After Korean BBQ, since clearly that’s not enough food, we hunted down coffee and a crepe at a place called Cafe Crepe (I think) down the street. Quite tasty. Headed home after that, the coffee keeping us conscious, since a hardcore food coma set in once we got home. I was in bed by about 9:30pm. I know, I’m a wild woman.

And today I am chillin’ with the pupsters and doing laundry while Andrew is once again in Toronto, trying to salvage as much of the Film Fest as possible after getting cornholed sans lube by being in nearly the last box processed. Might I note that there was similar selection carnage two years ago when I couldn’t attend, too? Coincidence? I think not…

Oh, and this? Was my “not busy” weekend til some time in October…

Movie watching

Let’s see…

Saw Dark Knight a second time with Sherry. Still excellent. Pondering whether the Riddler or the Penguin would be preferable for the next villain. (Andrew favours the latter; Sherry the former.)
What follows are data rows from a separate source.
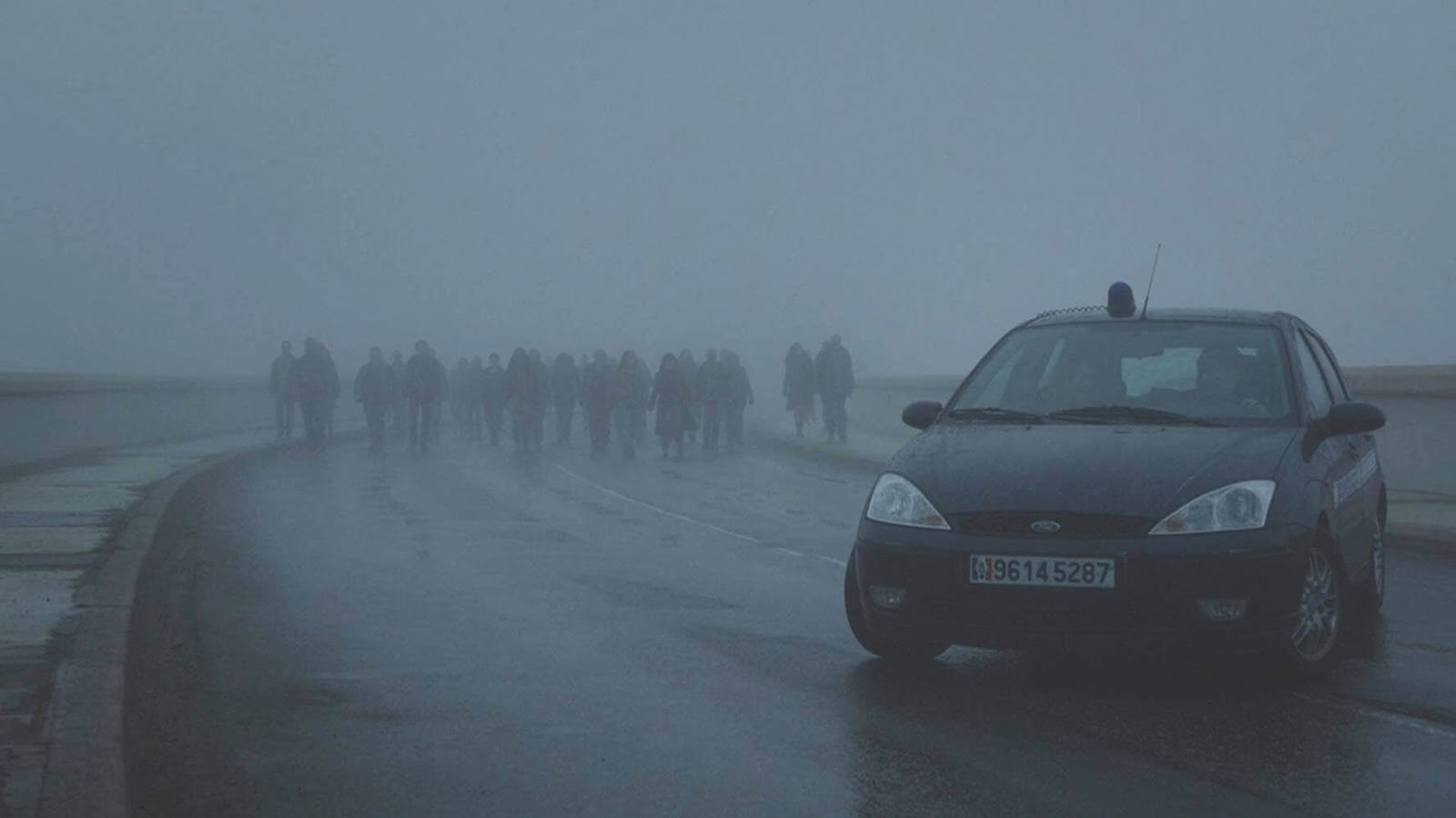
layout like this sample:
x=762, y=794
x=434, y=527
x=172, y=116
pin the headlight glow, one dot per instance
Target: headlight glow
x=1238, y=507
x=899, y=502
Finally got around to watching Lars and the Real Girl the other night. What a wonderful movie. Sweet, quiet, funny, poignant, quirky. Big kudos to Ryan Gosling. (Though seriously dude, no more mustaches, please.) Plus, who doesn’t love small town characters? I totally want to be Mrs. Gruner when I grow up. And the sweaters! 🙂

Dan and I went to see The Mummy: Tomb of the Dragon Emperor the other night. No, we weren’t expecting it to be good. We went for the CGI creatures! And we were not disappointed. Delightful cheese, sweeping vistas, plots holes that pretty much literally had trucks driven through them… good times. And seriously? The Yeti alone are worth the price of admission. Score! (Teehee.) Though they should have given Michelle Yeoh a chance to kick more ass. And there are some issues inherent in the definition of “kill” when you’re pitting two armies of the reanimated (and dessicated) dead against each other. I’m just sayin’…

Andrew’s cousin gave him Soylent Green for his birthday, so we watched that last night. I’d never seen it (though I did know what The Secret was). Not a bad movie, though certainly Heston-y. And fake blood in the 70s was really bad. We were pondering how watching the film would have been different NOT knowing the ending, but then afterward we watched the original trailer, and… cripes, if you couldn’t figure it out from THAT… We could have just watched that and saved ourselves two hours.